Grałam w kilka sesji jeden na jeden z dziewczynką, lat 8, w usłodzoną, praktycznie pozbawioną mechaniki wersję dnd. Zostały rasy, klasy, ekwipunek i co zabawniejsze potworki. Co prawda na początku graczka była bardziej zainteresowana wyglądem swojej uroczej elfki niż światem przedstawionym, ale udało się to naprawić. A przy okazji odkryłam parę zasad, które mogą być przydatne komuś, kto jest takim masochistą, aby grać z mniejszym dzieckiem... no dobra, z tym masochizmem przesadziłam, ale to naprawdę droga przez mękę, przynajmniej na początku.
Zasada pierwsza: dostosuj do płci dziecka. Dziewczynkom zaludnij świat ślicznymi elfami, wróżkami o tęczowych skrzydełkach, jednorożcami, różowymi smoczkami i tym podobnymi rzeczami. Fantasy się tu spisuje całkiem nieźle, bo kosmitami raczej dziewczynki nie zainteresujesz, o postapo nawet nie wspominając. I przygotuj się na przygody praktycznie bez rozlewu krwi, jeśli ma coś zabijać, to tylko absolutnie złe, brzydkie potworki, i to nie robiąc im krzywdy. Jako cel przygody dobrze się nada np. przyniesienie kwiatu paproci przyjaciółce-czarodziejce albo obłaskawienie ślicznego jednorożca. Dopiero potem coś ambitniejszego.
Chłopcu można przygotować coś brutalniejszego. W obecnej kulturze, przy tych wszystkich komputerowych grach i filmach sześciolatek z chęcią wcieli się w kosmicznego pogromcę złych ośmiornic z Marsa. Albo dzielnego policjanta, goniącego przestępców. Może być jatka, ale bez przesady z opisami ciał, tylko coś w rodzaju ,,i pozabijałeś ich wszystkich, brawo!". Z chłopakiem nie grałam, ale znając ich psychikę, można się domyślić, że różowe jednorożce nie są raczej dla nich.
Zasada druga: Absolutne minimum mechaniki. Moja ośmiolatka gubiła się już przy koncepcji kości o dziesięciu ściankach. Ten przedstawiony wyżej pomysł z gwiazdkami jest bardzo dobry i powienien się nadawać dla dziecka, ale już bez komplikacji z kośćmi szczęścia. Wymyśl coś, co postronny obserwator zrozumie w pięć sekund. Albo dokładnie i pięć razy wytłumacz koncepcję k20 i sztonów, może wypali.
Zasada trzecia: Pamiętaj, że RPG to właściwie zabawa.

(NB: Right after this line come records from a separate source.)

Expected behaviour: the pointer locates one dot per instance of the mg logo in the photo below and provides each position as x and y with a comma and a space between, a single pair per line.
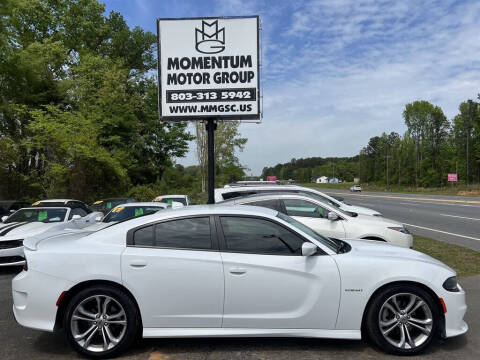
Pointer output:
210, 39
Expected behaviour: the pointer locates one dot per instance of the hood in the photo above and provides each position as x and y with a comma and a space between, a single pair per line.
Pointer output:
384, 250
377, 220
360, 210
22, 230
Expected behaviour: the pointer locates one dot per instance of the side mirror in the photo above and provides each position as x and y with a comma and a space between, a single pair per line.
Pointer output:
332, 216
309, 249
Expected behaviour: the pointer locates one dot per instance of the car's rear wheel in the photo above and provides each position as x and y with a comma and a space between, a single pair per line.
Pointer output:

Dzieci mimowolnie odgrywają role - wystarczy popatrzeć na zabawę w dom, w którym ktoś jest mamusią, ktoś tatusiem, a lalka dzieckiem, albo na przykład chłopcy z plastikowym pistoletem goniący za wyimaginowanym kosmitą. Wystarczy tylko uświadomić to dziecku, dokładając nową zasadę - Mistrz Gry po prostu pilnuje, żeby wszystko było fair. Jeżeli dziecko kiedyś przeżyło spór w rodzaju ,,ja zabiłem tego kosmitę, a nie ty!", powinno zaakceptować ten pomysł. Ewentualnie warto zasugerować, że MG odwala całą robotę, a gracz tylko się bawi, by pokazać, że nie zabieramy dla siebie całej zabawy.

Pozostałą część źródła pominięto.